Illustration by Binay Sinha The fate of uniform or differential rates of GST
on lotteries may be decided on the basis of an advice by the Attorney General K K Venugopal
following the failure of the GST
Council to reach a consensus on Friday.
The crux of the matter that has been referred to Venugopal is that there are currently two GST
rates on lotteries. The state-run lotteries draw a 12 per cent and the state-authorised lotteries attract the peak rate of 28 per cent.
By law, private players cannot run the lotteries. Entities such as S&D and the Esssel group market these lotteries to the masses or, put another way, they work as commission agents of the government. These are called state-authorised lotteries. Unlike state-run lotteries, state authorised lotteries can be sold outside the state as well.
Currently, only 12-13 states, including Maharashtra, Goa, West Bengal, Punjab, Kerala, Arunachal Pradesh, Mizoram, Sikkim
and the Bodoland area of Assam, run lotteries. The rest have banned them.
The GST Council
is grappling with how to impose a uniform rate of GST against the current differential rates. The proposal for a uniform rate has been recommended by All India Federation of Lottery Trade and Allied Industries.
But according to Kerala
finance minister and member of the GST Council, Thomas Isaac, the Federation cannot be recognised as ‘licensees’ of the government to run the lotteries but only as commission agents of the government. “Hence, they have no locus standi to raise the issue of taxation before the GST Council,” said Isaac. The Kerala
finance minister had pressed for voting in the Council on Friday, if the item is not postponed.
In the context of GST laws, it is a bit of an exception for an item categorised as 'acttionable claim" such as lotteries to be taxed. Lottery tickets are defined as an ‘actionable claim’ by the Central GST Act and classified as goods. However, an actionable claim is specifically covered under the negative list, Schedule III of the CGST Act, keeping it outside the scope of GST. But there are exceptions to Schedule III and the sale of lottery tickets is one of them.
The 17th GST Council
meeting specifically discussed the issue and decided to have the two different rates on state-run and state-authorised lotteries.
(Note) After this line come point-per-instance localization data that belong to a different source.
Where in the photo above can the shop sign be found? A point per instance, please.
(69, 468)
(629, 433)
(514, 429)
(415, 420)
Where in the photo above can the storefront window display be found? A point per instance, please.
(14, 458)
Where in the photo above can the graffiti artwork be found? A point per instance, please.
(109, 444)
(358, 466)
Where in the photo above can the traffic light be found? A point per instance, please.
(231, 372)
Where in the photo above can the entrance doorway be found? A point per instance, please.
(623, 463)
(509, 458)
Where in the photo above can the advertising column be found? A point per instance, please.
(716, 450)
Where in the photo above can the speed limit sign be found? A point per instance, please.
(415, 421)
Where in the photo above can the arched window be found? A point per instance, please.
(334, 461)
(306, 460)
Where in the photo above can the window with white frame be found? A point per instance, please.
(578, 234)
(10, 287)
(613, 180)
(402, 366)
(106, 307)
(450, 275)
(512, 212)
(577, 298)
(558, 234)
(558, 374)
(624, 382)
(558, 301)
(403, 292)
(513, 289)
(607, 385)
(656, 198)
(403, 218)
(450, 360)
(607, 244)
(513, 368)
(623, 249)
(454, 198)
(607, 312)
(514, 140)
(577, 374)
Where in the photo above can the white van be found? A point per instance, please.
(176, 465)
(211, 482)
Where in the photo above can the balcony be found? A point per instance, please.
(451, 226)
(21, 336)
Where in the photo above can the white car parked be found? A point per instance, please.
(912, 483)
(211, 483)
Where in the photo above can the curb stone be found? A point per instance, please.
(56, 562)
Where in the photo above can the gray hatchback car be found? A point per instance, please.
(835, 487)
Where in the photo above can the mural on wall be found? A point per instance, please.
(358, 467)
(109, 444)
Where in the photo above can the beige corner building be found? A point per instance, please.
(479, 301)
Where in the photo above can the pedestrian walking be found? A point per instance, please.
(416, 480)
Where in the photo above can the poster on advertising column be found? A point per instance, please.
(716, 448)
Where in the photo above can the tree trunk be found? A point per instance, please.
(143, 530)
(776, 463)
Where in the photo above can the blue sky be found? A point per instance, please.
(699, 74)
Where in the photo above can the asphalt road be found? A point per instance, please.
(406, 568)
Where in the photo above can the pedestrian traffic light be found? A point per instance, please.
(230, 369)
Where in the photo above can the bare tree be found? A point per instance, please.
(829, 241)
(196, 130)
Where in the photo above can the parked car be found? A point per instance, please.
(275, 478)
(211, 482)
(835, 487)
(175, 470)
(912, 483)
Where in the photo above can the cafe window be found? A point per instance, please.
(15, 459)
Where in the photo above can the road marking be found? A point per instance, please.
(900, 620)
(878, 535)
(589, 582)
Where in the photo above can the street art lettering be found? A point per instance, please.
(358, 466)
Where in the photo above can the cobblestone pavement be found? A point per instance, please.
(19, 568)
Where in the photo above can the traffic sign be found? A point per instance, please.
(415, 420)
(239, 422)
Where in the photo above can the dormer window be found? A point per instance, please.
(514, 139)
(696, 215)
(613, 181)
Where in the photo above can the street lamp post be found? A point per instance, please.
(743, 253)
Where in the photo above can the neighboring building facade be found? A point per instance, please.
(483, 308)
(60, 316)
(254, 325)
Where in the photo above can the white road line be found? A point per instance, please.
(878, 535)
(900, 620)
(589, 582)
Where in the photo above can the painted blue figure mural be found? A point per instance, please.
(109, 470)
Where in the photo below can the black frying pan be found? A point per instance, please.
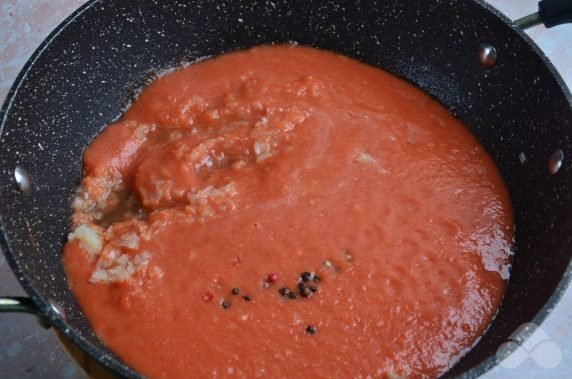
(86, 71)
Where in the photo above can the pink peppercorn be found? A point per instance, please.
(272, 278)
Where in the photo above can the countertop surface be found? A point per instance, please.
(29, 351)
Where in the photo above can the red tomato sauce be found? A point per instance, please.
(288, 212)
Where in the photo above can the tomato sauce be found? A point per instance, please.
(288, 212)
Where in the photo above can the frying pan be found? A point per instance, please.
(91, 66)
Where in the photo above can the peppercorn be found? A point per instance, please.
(272, 278)
(306, 292)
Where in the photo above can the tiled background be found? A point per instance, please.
(28, 351)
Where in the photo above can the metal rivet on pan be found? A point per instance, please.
(487, 55)
(555, 161)
(57, 308)
(22, 177)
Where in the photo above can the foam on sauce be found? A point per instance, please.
(284, 211)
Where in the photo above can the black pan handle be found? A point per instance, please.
(550, 13)
(21, 305)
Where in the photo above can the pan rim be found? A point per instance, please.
(115, 364)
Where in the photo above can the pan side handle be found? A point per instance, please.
(550, 13)
(22, 305)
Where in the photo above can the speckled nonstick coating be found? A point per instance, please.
(79, 78)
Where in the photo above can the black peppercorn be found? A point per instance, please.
(306, 292)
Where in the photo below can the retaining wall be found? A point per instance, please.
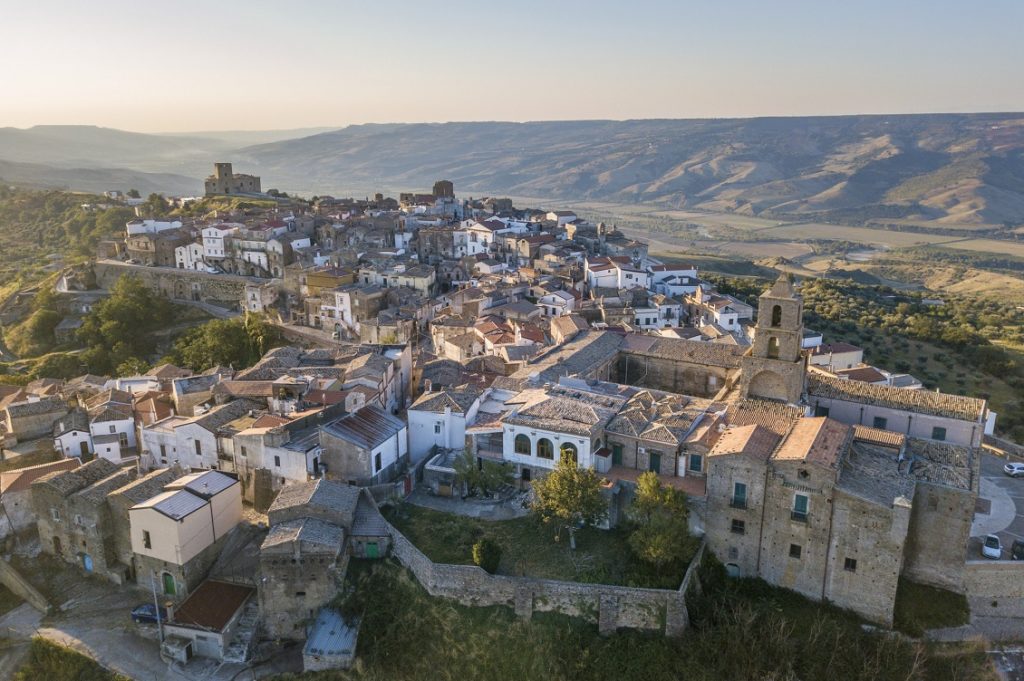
(11, 579)
(609, 606)
(994, 579)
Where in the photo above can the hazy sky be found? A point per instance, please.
(255, 65)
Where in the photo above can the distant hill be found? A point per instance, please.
(97, 180)
(948, 168)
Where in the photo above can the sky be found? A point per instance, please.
(186, 66)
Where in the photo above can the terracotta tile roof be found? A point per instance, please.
(878, 436)
(820, 440)
(920, 401)
(22, 478)
(212, 605)
(752, 440)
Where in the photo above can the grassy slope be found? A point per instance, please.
(528, 548)
(745, 631)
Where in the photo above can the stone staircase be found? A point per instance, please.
(245, 633)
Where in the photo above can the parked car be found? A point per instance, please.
(146, 613)
(1014, 470)
(991, 547)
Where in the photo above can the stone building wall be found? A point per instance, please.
(291, 593)
(670, 375)
(178, 284)
(862, 531)
(610, 607)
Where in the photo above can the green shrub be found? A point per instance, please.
(486, 554)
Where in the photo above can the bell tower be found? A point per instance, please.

However, later officials found that the differential was being misused by the trade and that, in reality, the bulk of them were paying tax at 12 per cent. The high differential rates also encouraged non-compliance by small businesses.
Instances have come to light of a hybrid model where lotteries were run in the name of the state but were effectively private lotteries.
According to the officials at the Centre, the 16 per cent variation between the two rates helped the larger states to exploit customers.
Increasing the rate on state-run lotteries to 28 per cent would lead to a revenue gain of approximately Rs 1,250 crore, according to government estimates. Kerala
is one of the few states with a state-run lottery to collect additional revenue.
However, smaller states such as Sikkim
authorise private players to manage lotteries for them. In fact, the biggest lottery in India, Playwin Indian Lottery, is authorised by the Sikkim
government and marketed by the Essel group.
Kerala is not in favour of either increasing the rate on state-run lotteries or lowering the rate on private ones. It fears that a uniform tax rate will affect thousands of lottery agents and sellers in the state, besides affecting the revenue of the states and the Centre.
“But Goa, Maharashtra, and Assam are keen on a rate reduction rate on state-authorised lotteries,” said a Central government official.
Assam is a strong advocate of a uniform tax rate of 18 per cent, arguing that the North Eastern states were lacking the ability to operate a lottery on their own and were therefore suffering badly.
While announcing that the matter has been referred to the Attorney General, Finance Minister Nirmala Sitharaman said the former was being asked to decide not about whether or not the GST Council can impose GST on lotteries but about Article 304 of the Constitution and whether lotteries should constitute one item attracting a uniform GST rate. "It is about clarity on the issue," she said.
Article 304 empowers the states to impose reasonable restrictions on goods imported from other states. It also empowers the states to impose on these goods the tax rate which is the same as what is imposed on goods produced within the state. Isaac believes that lottery distributors want to enter the market with a reduced GST rate and "plunder" the people. He is also against increasing the GST rate on state-run lotteries as Kerala is using the money earned through lotteries for welfare schemes.
For Abhishek Rastogi, a partner at Khaitan & Co, Article 304 has to be seen in the context of the broader objectives of GST in the public interest. “Any rate discrimination for supplies under the GST provisions is not a good sign and will again lead to rate buying," he said. Rate buying refers to the buying of goods in states where taxes are lower.
Archit Gupta, CEO of ClearTax said since the principle governed by the GST law is in contradiction with the purpose of article 304, the issue to be settled is whether the states can have one or two rates — will it be untenable to have two rates within the states.
“The GST Council has rightly referred the matter to the Attorney General for his view which is appropriate given the legal and constitutional issues at stake,” said Abhishek Jain, a partner at EY.